Non, c'est non chez lui, et une fois qu'il a une idée en tête, il est du genre à être borné.
Malgré tout, j'espérais que la nuit ou les quelques jours qu'il irait passer chez sa mère le pousseraient peut-être à réfléchir, peut-être même qu'il en discuterait avec elle – j'en étais même convaincue, d'ailleurs – et qu'elle pencherait en ma faveur en lui disant de profiter de sa jeunesse et de tenter enfin un voyage qui sorte du cadre de l'Europe ou même du milieu scolaire. La mère de Will était comme ça, elle avait une philosophie de vie très axée sur le carpe diem, peut-être même un peu trop. Cela devait être pour ça qu'elle avait été sceptique à l'annonce de notre mariage, elle pensait sans doute que son fils avait encore le temps de profiter et de s'amuser avant de s'engager jusqu'à la fin de ses jours auprès de la même femme...

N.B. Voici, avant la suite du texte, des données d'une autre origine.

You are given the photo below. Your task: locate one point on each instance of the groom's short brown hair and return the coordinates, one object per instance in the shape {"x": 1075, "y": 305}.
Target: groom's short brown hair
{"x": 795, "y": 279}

Ma cigarette terminée, je l'écrasai dans le cendrier et rentrai dans le salon. J'attrapai les billets se trouvant sur la table basse et allai dans la cuisine pour les jeter à la poubelle, de façon bien ostentatoire. Peut-être William les verrait-il et peut-être réfléchirait-il à sa décision, mais en tout cas, je voulais qu'il pense que l'idée m'était sortie de la tête, que je m'étais résignée, et que je me pliais à son choix.
Je me lavai ensuite les mains et attrapai un chewing-gum que je mâchai pendant quelques minutes afin de me débarrasser un peu de l'odeur de tabac. Je le jetai lorsqu'il n'eut presque plus de goût, et me dirigeai alors dans le couloir qui menait à la salle de bain.

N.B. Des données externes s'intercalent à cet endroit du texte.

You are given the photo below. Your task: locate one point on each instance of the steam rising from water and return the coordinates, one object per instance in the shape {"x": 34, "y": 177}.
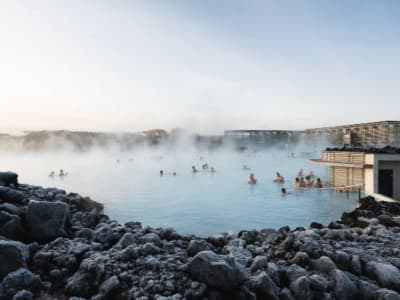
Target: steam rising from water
{"x": 129, "y": 184}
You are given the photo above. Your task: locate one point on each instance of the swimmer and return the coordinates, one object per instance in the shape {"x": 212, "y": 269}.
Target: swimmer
{"x": 318, "y": 183}
{"x": 309, "y": 182}
{"x": 343, "y": 189}
{"x": 279, "y": 178}
{"x": 300, "y": 173}
{"x": 302, "y": 182}
{"x": 296, "y": 183}
{"x": 252, "y": 180}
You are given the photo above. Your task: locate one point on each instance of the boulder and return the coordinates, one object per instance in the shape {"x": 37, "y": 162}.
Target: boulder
{"x": 259, "y": 262}
{"x": 12, "y": 209}
{"x": 13, "y": 255}
{"x": 294, "y": 271}
{"x": 366, "y": 290}
{"x": 301, "y": 288}
{"x": 386, "y": 275}
{"x": 241, "y": 255}
{"x": 10, "y": 195}
{"x": 46, "y": 221}
{"x": 385, "y": 294}
{"x": 324, "y": 265}
{"x": 216, "y": 270}
{"x": 23, "y": 295}
{"x": 126, "y": 240}
{"x": 265, "y": 287}
{"x": 19, "y": 280}
{"x": 196, "y": 246}
{"x": 345, "y": 289}
{"x": 11, "y": 227}
{"x": 109, "y": 286}
{"x": 301, "y": 259}
{"x": 8, "y": 178}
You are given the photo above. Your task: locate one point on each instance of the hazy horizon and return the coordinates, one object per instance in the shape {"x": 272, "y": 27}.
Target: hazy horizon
{"x": 206, "y": 66}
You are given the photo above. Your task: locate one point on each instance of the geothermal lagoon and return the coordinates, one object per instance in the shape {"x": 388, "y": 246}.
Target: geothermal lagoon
{"x": 131, "y": 189}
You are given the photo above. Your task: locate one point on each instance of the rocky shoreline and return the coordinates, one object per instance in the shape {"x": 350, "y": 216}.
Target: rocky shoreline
{"x": 58, "y": 245}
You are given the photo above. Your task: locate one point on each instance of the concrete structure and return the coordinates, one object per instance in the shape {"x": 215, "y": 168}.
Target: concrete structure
{"x": 377, "y": 172}
{"x": 262, "y": 136}
{"x": 365, "y": 134}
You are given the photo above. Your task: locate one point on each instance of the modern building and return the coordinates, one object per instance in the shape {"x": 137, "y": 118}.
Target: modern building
{"x": 376, "y": 171}
{"x": 377, "y": 134}
{"x": 262, "y": 136}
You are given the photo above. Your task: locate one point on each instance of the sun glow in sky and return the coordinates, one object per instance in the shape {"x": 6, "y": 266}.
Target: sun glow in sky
{"x": 204, "y": 65}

De là, je pus entendre l'eau couler et William qui chantonnait quelques fausses notes sous la douche. Je souris doucement et m'approchai davantage de la pièce : il avait laissé la porte entrouverte, comme une invitation à venir le rejoindre.
Alors, très discrètement, je poussai cette porte, entrai dans la salle d'eau, me déshabillai entièrement et me joignis à lui dans la baignoire.

Après notre douche commune qui, bien entendu, avait dérapé sur autre chose de bien plus plaisant, je m'étais séché les cheveux et le corps en vitesse avant de me rhabiller avec les mêmes vêtements que Léa m'avait gentiment prêtés ce matin : un débardeur blanc en coton, et un pantalon fluide taille haute en toile kaki, rehaussé d'une ceinture avec une boucle dorée. Une tenue très élégante qui ne s'éloignait pas de mon style habituel, et qui correspondait bien au look et à l'attitude de Léa : toujours classe et bien apprêtée.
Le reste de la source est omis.